COMMUNICATION&INFLUENCE. La rupture anthropologique des années 1960-1975 que vous décrivez dans La Fin d’un monde (Albin Michel, 2021) et Décadanse (op. cit.) était-elle inéluctable ? Est-ce la conséquence de l’effondrement d’une société et d’un régime de moeurs ou bien le fruit de facteurs externes ?
PATRICK BUISSON : Elle est d’abord le produit de la révolution consumériste. La transformation de la personne en homo oeconomicus ou plutôt en homo consumerus et de la société en marché, sont à l’origine de la mutation des comportements et des mentalités qui se produit à l’époque. En promouvant une économie d’objets à vieillissement rapide et à l’obsolescence quasi instantanée, en raccourcissant, par la rotation des biens, le chemin du magasin à la poubelle, la dégradation en déchet, le consumérisme a disqualifié la durée et exalté l’éphémère. La culture de l’innovation instaure le règne de l’immédiateté, le temps du choix permanent et de la libre élection. Le consommateur qui n’aspire qu’à profiter est à tour de rôle ce « je » qui consomme et la chose qui est consommée, à la fois machine à consommer et produit consommable. En tout état de cause, quelque chose de réductible à moins que sa personne.

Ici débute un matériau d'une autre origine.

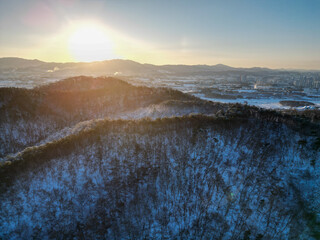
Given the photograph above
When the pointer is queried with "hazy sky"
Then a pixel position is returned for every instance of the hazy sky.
(240, 33)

COMMUNICATION&INFLUENCE. La révolution consumériste n’aurait pas simplement fabriqué de la marchandise, elle aurait également fabriqué une nouvelle humanité ?
PATRICK BUISSON : C’est exactement cela. L’hédonisme de masse qui sous-tend la consommation a procédé à un véritable génocide des cultures populaires en anéantissant notamment toutes les valeurs qui poussaient à suivre une conception religieuse ou moraliste de la vie. Pasolini a parfaitement décrit ce processus. La société pré-consumériste fabriquait des « hommes forts et chastes » guidés par des conduites non marchandes : l’honneur, la confiance, l’entraide, la virilité, la dignité. Pour fonctionner, la société de consommation avait besoin d’hommes faibles et luxurieux, ces « automates laids et stupides, adorateurs de fétiches » obtenus à travers la reproduction mimétique de la nouvelle classe dominante. Là où le fascisme et le communisme avaient historiquement échoué, le totalitarisme consumériste s’est imposé en substituant à l’homo faber, l’homme fabriqué. Il ne s’agit plus d’un enrégimentement superficiel mais d’un enrégimentement qui vole et change les âmes, les façons de vivre et de penser, diffuse de nouveaux modèles culturels. L’homme nouveau est celui chez qui la nature humaine n’est plus l’instance qui, en dernier ressort, s’oppose à la modernité. Hannah Arendt ne disait pas autre chose lorsqu’elle entrevoyait la possibilité d’une « tyrannie sans tyran », une nouvelle forme de domination à visage humain où le pouvoir s’exercerait de façon anonyme, indolore en dissolvant les liens sociaux pour créer un monde artificiel d’individus isolés.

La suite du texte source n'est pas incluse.